= Gråträsk =

Gråträsk is a village in Sweden. It is located in the western part of Piteå kommun in the south of Norrbotten close to the Lappmarksgränsen, at an isthmus between the lakes Gråträsket (415 square yards) to the east and Pjesker (410 square yards) to the west. At the southernmost point there is a small lake, Vitsjön. At Notviken of Gråträsket is a bath place with a pier. The village is along the Military Road.

==History==
The indigenous Sámi people were first on the scene, taking advantage of the area's resources: good fishing and hunting grounds, and forests suitable for reindeer herding.

The village itself dates back to the late Middle Ages, and first appeared in taxation records in 1543; two farmers were living here in 1570-1571, three in 1607, and four by 1667, making it one of the oldest agricultural settlements in the region. Swedish trade with the Lapland region in the 15th century and later being on the route used to transport silver ore from the Nasa silver mine on Nasa Mountain helped the village flourish.

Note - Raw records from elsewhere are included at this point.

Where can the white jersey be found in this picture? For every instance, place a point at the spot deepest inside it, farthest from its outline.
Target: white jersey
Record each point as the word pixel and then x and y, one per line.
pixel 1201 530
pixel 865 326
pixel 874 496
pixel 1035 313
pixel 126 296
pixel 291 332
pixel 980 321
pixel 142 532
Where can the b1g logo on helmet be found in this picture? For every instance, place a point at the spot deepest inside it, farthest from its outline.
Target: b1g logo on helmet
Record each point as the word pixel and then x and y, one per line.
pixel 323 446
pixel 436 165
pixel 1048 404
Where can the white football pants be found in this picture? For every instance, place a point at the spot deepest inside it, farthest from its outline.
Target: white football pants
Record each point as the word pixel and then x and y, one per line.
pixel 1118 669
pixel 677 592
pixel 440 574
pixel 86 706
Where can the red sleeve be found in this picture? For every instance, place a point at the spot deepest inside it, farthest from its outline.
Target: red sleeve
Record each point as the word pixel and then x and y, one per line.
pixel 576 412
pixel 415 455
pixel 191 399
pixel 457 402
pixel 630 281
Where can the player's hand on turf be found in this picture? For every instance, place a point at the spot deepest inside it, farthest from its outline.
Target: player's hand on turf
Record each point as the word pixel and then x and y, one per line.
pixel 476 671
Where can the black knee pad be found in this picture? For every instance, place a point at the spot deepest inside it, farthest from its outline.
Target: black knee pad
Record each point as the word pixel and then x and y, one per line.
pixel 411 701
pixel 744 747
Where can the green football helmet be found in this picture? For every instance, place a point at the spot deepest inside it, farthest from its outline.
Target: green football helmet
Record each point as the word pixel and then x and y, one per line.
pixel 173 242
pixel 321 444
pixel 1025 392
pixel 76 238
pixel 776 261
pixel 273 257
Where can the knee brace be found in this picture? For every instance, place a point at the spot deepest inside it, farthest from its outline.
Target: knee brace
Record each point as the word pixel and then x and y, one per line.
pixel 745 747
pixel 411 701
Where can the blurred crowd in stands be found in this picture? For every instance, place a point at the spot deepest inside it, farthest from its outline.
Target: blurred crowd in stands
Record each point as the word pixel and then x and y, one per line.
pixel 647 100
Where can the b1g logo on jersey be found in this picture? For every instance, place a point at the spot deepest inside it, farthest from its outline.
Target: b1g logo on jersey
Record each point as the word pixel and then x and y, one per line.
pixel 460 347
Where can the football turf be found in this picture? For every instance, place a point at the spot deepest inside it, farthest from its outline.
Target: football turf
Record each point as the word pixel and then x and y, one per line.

A church was erected in 1645.

In 1897, a significant archaeological find was made near the village, either a Sami sacrificial site or a cache of objects stolen from a sacrificial site, consisting of around 1000 or over 1300 objects dating from 700 to 1300, including "coins, pendants, finger rings, arm rings, buckles, bronze spirals, pearls and a roughly made drum hammer".